Se dio cuenta de que se había pasado demasiado tiempo callada. Lobo del Sol la miraba, curioso y preocupado por el cambio que veía en su rostro. Ella añadió:

—Son buenas personas, Lobo. Son personas como ésas a quienes saqueamos las casas y cortamos el cuello durante años. Yo tampoco puedo volver a nuestra vieja vida.

Regresó hasta la cama y reclinó el hombro contra las alegres figuras talladas de los pilares; sus dedos largos, apoyados entre las formas curvadas de marfil y oro, como un tejido de alabastro, los nudillos fuertes y las heridas de guerra rosadas y arrugadas como el trabajo de un artesano contra el ébano y el abalone.
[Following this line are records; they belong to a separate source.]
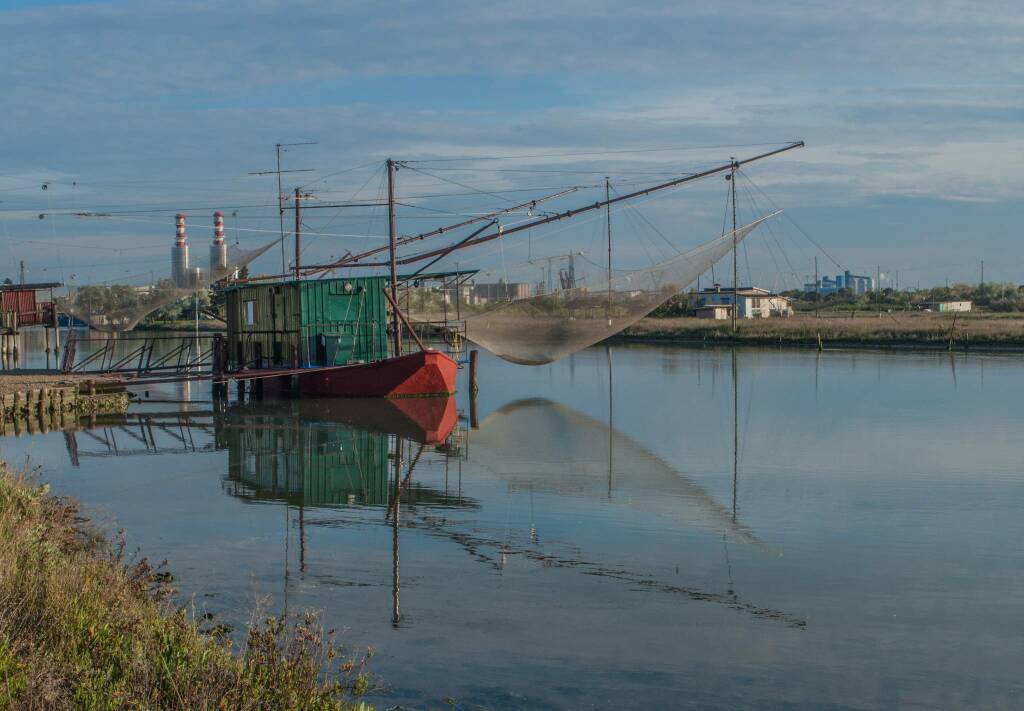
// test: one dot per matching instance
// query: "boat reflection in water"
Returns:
(343, 459)
(324, 453)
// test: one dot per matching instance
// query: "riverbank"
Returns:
(997, 332)
(43, 400)
(82, 626)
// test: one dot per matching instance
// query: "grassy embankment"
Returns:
(81, 627)
(995, 331)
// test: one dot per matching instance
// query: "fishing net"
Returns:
(122, 306)
(545, 309)
(571, 453)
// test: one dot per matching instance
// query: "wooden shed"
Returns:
(328, 322)
(20, 305)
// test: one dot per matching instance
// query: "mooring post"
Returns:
(217, 357)
(473, 387)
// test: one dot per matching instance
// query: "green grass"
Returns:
(853, 328)
(83, 628)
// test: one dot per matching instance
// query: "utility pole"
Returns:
(298, 231)
(281, 195)
(607, 197)
(392, 248)
(735, 269)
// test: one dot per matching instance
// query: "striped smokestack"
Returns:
(218, 250)
(179, 253)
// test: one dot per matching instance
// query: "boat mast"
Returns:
(735, 272)
(298, 232)
(395, 327)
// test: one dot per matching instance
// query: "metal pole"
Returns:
(281, 213)
(392, 248)
(817, 287)
(607, 198)
(298, 231)
(735, 277)
(199, 352)
(735, 432)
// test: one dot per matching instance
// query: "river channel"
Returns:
(633, 527)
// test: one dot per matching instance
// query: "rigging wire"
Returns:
(461, 184)
(796, 224)
(595, 153)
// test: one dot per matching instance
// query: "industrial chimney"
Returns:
(179, 254)
(218, 250)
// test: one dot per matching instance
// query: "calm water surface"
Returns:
(628, 528)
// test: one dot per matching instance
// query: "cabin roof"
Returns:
(36, 286)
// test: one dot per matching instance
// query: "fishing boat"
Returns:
(333, 336)
(349, 337)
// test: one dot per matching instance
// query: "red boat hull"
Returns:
(429, 373)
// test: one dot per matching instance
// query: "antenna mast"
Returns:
(735, 283)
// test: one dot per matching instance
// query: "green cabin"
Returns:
(306, 323)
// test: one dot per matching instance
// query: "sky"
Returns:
(911, 113)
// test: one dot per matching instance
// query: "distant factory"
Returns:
(185, 276)
(857, 284)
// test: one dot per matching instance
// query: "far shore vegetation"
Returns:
(83, 626)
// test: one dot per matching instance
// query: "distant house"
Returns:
(716, 311)
(751, 302)
(950, 306)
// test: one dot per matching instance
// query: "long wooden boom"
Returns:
(350, 260)
(502, 232)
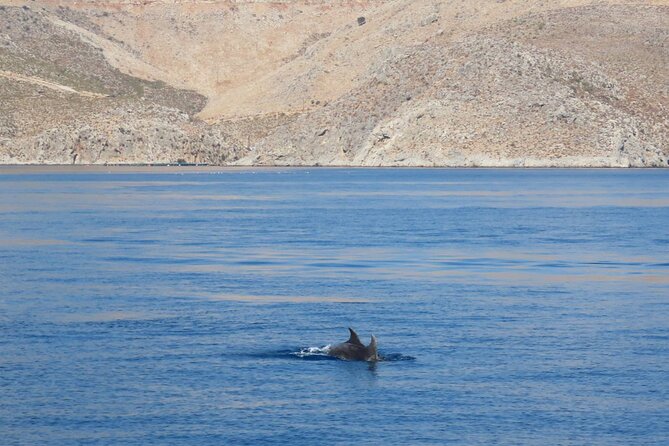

—Así que aquí estamos —dijo con ironía—. Tu padre tenía razón. El amor y la magia nos han arruinado para el negocio.

Él se encogió de hombros y se recostó de nuevo contra la seda sombría de sus muchas almohadas.

—Parece que tendremos que buscar un oficio nuevo. O al menos yo lo haré.

Levantó la mano y se tocó el vendaje del ojo otra vez. Como sospechaba, había perdido por completo su percepción de la profundidad. Tendría que volver a entrenarse con armas para compensarlo, si quería volver a pelear.

—¿Te contó Sheera lo que me pasó esa noche en el pozo? —preguntó.

Halcón de las Estrellas asintió, sin comentarios.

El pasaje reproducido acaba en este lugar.